The Lone Star Film Society has announced the lineup for its seventh annual film festival and its poised to be their biggest year yet. Along with big names like The Book Thief, directed by Brian Percival of Downton Abbey fame, and studios like Fox and Sony Classic Pictures, the 2013 Lone Star Film Festival is also featuring prominent international films and its independent film competition.
There are five narrative films and four documentaries in competition this year, out of a record-breaking 1,000 submissions. The LSFF is open to directors who have made either their first or second movie, and for a budget of less than $500,000. The winners in each of the two categories receive $2,500, and all entrants have the chance to meet with industry experts for tips on marketing and distribution. The jury deciding the winners will be announced next week, but Alec Jhangiani, LSFS Director, tells us it will mostly consist of local and national producers and people on the lookout for up-and-coming talent. "Generally people who have watched a lot of movies," he says.

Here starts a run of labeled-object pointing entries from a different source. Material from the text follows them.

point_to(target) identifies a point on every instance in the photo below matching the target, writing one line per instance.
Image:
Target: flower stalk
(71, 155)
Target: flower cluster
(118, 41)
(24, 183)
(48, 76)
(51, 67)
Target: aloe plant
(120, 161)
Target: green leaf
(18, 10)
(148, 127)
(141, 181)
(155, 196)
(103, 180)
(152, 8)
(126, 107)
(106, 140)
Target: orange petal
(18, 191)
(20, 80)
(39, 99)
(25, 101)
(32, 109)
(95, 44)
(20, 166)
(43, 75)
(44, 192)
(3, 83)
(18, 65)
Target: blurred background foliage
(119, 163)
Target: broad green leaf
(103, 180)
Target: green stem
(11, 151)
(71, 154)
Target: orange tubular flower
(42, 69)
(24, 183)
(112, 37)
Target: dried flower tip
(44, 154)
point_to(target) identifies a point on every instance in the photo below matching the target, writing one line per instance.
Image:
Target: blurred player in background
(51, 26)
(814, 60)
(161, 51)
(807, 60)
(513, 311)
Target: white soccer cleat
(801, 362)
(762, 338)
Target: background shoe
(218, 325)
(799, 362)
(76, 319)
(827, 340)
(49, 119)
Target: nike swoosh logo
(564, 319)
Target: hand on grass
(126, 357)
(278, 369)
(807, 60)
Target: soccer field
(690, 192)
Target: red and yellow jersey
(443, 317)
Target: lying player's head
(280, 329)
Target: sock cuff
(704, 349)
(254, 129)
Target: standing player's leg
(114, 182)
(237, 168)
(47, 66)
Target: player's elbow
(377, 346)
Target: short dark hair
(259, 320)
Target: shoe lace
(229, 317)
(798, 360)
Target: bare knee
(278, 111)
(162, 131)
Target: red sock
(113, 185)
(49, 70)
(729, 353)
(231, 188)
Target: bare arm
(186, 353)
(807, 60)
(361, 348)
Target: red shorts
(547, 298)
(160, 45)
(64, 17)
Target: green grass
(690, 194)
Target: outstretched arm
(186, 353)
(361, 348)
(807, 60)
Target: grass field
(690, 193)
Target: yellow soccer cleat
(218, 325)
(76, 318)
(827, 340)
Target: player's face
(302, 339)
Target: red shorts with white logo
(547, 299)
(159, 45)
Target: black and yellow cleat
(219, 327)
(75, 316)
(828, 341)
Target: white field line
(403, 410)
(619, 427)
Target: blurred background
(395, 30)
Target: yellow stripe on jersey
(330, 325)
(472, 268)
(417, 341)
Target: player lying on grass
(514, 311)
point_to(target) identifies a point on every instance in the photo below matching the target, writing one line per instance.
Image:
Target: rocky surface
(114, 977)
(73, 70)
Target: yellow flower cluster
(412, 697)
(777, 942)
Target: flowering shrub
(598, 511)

We're particularly excited about Bob Birdnow's Remarkable Tale of Human Survival and the Transcendence of Self, directed by Eric Steele, one of the owners of Texas Theater, and starring Dallas-based stage actor Barry Nash. Nash plays Bob Birdnow, a man reluctantly giving a motivational speech at a sales conference. This is a common trend among new directors, says Jhangiani, choosing to adapt a stage play set in only a couple locations to cut costs and put heavy emphasis on writing. "It's a technique that lends itself to first-timers and low budgets."
"This is by far our strongest documentary year. I think it's really going to steal the show," says Jhangiani. Among the documentaries in competition is My Name is Faith, directed by Tiffany Sudela-Junker, Jason Banker and Jorge Torres-Torres. My Name is Faith focuses on a young girl and her brother, raised by a drug-addicted mother and later adopted, while exploring broader challenges for youths in America.